TrorYong OCR: Meet Your Tiny OCR Model

Science
Technology
Design a Tiny OCR Model for Khmer text
Author

KrorngAI

Published

February 19, 2026

Abstract

Inspired by PARSeq (Bautista and Atienza 2022) and DTrOCR (Fujitake 2024), I design a tiny OCR model called TrorYongOCR for Scene Text Recognition task. A pretrained version is deployed on Huggingface Space here.

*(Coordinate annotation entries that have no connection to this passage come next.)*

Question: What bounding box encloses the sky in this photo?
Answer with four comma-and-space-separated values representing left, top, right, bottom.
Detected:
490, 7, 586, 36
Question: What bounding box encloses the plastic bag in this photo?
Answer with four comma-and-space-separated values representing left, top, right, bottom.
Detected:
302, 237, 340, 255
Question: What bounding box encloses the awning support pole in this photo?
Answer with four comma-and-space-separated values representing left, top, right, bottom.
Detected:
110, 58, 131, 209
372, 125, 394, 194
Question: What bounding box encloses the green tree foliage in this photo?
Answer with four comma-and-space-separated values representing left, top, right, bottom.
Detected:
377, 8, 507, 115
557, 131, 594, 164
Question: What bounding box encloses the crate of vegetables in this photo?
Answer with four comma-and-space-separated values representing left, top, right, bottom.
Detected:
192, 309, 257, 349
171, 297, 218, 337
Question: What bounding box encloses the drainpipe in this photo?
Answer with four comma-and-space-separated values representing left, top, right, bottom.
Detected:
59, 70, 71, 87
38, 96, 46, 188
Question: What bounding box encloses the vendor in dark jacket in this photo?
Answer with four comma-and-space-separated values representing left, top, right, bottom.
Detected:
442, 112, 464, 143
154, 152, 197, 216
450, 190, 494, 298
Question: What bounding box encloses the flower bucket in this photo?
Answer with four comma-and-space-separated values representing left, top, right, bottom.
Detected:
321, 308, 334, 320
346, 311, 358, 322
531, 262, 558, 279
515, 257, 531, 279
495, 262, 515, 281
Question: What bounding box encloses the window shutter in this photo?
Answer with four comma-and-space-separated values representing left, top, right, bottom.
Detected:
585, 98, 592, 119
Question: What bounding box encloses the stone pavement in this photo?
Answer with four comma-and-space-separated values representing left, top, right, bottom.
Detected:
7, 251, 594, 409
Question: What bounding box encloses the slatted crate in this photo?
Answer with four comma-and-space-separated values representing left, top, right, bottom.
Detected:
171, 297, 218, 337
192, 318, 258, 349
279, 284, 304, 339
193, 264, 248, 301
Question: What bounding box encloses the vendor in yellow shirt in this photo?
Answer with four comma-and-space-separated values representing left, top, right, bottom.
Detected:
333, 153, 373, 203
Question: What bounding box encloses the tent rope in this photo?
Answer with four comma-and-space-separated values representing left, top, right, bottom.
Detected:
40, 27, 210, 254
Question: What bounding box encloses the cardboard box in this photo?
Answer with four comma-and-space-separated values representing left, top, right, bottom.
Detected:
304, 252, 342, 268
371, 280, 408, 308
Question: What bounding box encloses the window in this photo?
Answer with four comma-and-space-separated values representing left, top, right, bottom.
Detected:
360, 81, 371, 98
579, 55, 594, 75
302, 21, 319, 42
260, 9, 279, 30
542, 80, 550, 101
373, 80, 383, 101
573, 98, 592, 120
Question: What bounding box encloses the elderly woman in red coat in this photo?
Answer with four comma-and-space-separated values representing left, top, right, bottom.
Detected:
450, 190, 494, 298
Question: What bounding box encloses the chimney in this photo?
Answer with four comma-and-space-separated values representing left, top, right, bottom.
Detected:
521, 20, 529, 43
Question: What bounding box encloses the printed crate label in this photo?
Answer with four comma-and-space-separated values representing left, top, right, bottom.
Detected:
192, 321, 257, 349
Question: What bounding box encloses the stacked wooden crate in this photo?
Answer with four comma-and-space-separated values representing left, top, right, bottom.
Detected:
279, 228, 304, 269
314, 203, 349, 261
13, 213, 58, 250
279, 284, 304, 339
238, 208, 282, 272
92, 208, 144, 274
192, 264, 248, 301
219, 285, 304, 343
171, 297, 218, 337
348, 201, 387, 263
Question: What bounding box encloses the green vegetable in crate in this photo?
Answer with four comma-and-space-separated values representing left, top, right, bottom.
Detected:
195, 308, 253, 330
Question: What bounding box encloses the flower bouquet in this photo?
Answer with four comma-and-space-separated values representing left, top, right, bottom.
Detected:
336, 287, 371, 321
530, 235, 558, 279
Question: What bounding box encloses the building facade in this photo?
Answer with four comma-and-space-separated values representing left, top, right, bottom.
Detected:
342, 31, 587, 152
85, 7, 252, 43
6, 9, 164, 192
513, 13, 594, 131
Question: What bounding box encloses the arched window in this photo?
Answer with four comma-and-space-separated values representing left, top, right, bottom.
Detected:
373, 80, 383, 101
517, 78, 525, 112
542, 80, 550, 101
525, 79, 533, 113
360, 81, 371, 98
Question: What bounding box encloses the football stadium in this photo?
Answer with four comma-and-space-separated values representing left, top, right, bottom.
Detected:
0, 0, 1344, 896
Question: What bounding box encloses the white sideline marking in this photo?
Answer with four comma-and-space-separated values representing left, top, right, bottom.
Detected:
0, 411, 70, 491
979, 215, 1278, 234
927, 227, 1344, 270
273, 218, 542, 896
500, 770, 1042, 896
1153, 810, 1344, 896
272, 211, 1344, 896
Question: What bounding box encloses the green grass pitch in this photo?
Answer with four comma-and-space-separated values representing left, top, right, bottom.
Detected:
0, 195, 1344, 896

Methodology: Use Image Encoding as a Prefilll Prompt

Inspired by PARSeq and DTrOCR, I design TrorYongOCR as the following: given \(L\) transformer blocks

  • \(L-1\) are encoding blocks to encode a given image
  • the last block is a decoding block without cross-attention mechanism
  • for the decoding block,
    • the latent state of an image (the output of encoding layers) is concatenated with the input character embedding (token embedding including bos token plus position embedding) to create context vector, i.e. key and value vectors (think of it like a prefill prompt)
    • and the input character embedding (token embedding plus position embedding) is used as query vector.

New technologies in Attention mechanism such as Rotary Positional Embedding (RoPE), Sigmoid Linear Unit (SiLU), and Gated Linear Unit (GLU) in MLP of Transformer block are implemented in TrorYongOCR.

TrorYongOCR architecture overview can be found in Figure 1.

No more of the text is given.